Hey i am looking to open a t-shirt business, I currently use weebly for all my other websites. They however do not have a very good check out system that allows me to put shirt designs and show front and back of shirts as well as they dont have any way to set options for shirt sizes or shipping estimates.

Can someone help me or point me in the right direction.

thanks


----------



## Susan Scott (Mar 23, 2011)

Hi I use weebly are you using free weebly or are you been hosted by another host with a domain name????? I have one that is Hosted by Fat cow and one free with my domain and I use paypal you can use there buttons to show price, size,color and so on. check your pay pal on how to use it. I hope this helps.

Susan


----------



## printingray (Apr 4, 2012)

If you want to be a professional tee geek, then use custom CMS site which is flexible and easy to integrate shopping cart.


----------



## btownbball41 (Nov 2, 2012)

I bought my domain name from 1 on 1 i believe and I use weebly as a host i am using the free version of it.

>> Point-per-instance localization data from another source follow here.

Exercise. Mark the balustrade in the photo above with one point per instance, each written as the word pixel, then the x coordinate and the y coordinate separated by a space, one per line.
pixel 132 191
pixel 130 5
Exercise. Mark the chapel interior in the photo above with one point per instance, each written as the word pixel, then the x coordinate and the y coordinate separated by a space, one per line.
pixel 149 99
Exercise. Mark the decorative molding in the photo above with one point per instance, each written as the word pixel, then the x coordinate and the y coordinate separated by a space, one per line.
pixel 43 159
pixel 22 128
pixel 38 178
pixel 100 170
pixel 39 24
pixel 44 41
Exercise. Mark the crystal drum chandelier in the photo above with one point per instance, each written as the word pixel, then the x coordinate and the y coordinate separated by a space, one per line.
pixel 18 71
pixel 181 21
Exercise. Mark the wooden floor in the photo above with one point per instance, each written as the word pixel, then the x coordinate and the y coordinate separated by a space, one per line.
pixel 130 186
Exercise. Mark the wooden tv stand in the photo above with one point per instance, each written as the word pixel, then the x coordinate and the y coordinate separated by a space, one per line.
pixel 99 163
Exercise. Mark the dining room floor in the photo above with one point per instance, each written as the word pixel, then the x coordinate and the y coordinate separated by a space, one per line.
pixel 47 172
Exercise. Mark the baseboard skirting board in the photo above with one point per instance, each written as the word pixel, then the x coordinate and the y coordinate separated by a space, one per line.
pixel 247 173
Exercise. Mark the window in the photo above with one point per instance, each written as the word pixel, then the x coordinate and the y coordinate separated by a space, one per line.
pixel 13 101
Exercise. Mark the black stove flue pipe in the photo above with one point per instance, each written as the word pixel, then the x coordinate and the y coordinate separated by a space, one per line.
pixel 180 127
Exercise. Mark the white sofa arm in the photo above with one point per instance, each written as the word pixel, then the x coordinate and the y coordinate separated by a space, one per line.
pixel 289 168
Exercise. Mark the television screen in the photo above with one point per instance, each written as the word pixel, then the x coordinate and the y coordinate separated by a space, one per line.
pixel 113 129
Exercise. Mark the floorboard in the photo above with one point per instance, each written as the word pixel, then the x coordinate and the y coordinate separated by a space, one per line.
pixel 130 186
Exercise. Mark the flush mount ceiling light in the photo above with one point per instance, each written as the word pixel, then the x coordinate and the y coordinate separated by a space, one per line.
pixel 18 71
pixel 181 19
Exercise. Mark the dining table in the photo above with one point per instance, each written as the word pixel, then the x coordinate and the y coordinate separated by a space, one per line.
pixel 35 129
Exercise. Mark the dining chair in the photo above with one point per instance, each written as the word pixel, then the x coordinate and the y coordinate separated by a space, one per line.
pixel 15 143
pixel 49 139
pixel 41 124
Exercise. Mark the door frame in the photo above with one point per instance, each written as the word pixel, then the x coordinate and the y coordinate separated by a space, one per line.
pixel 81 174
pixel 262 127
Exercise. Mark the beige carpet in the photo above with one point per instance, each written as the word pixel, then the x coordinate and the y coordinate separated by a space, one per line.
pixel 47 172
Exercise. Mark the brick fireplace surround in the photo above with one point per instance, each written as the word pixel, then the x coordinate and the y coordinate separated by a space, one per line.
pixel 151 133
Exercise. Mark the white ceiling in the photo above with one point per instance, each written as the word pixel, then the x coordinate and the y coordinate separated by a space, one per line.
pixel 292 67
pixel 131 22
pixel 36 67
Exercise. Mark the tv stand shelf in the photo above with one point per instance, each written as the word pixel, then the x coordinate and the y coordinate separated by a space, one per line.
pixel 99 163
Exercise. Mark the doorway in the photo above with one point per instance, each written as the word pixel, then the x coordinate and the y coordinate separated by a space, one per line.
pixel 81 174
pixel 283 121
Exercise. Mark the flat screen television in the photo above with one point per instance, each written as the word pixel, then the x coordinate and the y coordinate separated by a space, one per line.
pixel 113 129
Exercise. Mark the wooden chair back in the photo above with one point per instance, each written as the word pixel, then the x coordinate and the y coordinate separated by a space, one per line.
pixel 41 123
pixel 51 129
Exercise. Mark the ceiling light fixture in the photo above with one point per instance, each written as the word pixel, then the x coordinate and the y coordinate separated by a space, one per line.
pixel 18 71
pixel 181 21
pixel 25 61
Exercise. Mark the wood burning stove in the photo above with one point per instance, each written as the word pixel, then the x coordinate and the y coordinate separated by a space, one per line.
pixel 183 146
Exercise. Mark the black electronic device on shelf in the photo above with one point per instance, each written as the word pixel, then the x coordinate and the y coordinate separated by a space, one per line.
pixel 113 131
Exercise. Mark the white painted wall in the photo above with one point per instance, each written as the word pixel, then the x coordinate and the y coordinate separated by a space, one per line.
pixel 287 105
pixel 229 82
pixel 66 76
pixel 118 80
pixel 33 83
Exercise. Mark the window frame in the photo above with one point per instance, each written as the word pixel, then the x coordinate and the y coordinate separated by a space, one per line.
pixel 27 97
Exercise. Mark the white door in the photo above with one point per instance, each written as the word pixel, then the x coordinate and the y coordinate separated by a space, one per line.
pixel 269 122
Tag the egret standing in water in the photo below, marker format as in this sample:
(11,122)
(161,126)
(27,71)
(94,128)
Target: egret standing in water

Not sure how to use paypal to do what i wanted. please help


----------



## btownbball41 (Nov 2, 2012)

I figured out how to create button with paypal, 

The only downside is, They dont have a shipping calculator option 

also with using weebly if i want to sell shirts that have a front and back design there is no good way to show both sides, as the picture option don't have a hover over option that allows you to view multiple images. So now im stuck with have to put to separate images on top of each other which with weebly isnt very eye pleasing.

Can anyone help?


----------



## promezfayth (Dec 2, 2012)

*Need help as well*

i AM NEW TO USING WEEBLY. NEW TO THE TSHIRT WORLD. BUT I AM TRYING TO START MY OWN TSHIRT BUSINESS AND USING WEEBLY ISNT WORKING FOR ME WHICH IS BECAUSE I AM NOT SURE OF HOW TO SET UP MY OWN WEBSITE. I DID GET A DOMAIN NAME FOR 1.00 THROUGH GO DADDY. I JUST WANTED TO SEE IF SOMEONE CAN ASSIST ME WITH SETTING UP MY WEEBLY WEBSITE


----------



## simsimas982 (May 8, 2021)

btownbball41 said:


> Hey i am looking to open a t-shirt business, I currently use weebly for all my other websites. They however do not have a very good check out system that allows me to put shirt designs and show front and back of shirts as well as they dont have any way to set options for shirt sizes or shipping estimates.
> 
> Can someone help me or point me in the right direction.
> 
> thanks


You will have to use the gallery tool, set up all of your graphics that you will use and create individual (hidden) pages to send your clients strait to a T-shirt with that design already on the front. Give them a link for both FRONT and BACK of the t-shirt, so they can see the image printed on the T-shirt. You will have to create your mock shirts, photograph them, use the images as a shopping tool to guide the client to the shirt + design they want. Then you will have to use your options & pricing, modifiers, and categories tools to set it up correctly, giving the clients the opportunity to select the size they want that t-shirt in. They can visually see what the product will look like, all they need now is the size, quantity, and to pay for it. Give them the option to send you messages or e-mails for any clarifications or changes, perhaps they made a mistake and need to contact you via e-mail. Weebly has a wealth of options for you, when you are subscribed to their services. This is how I did it, so I hope it's helpful in some way. If not, I apologize in advance.


----------



## Niannok (May 26, 2021)

Hi, thanks for that helped me too


----------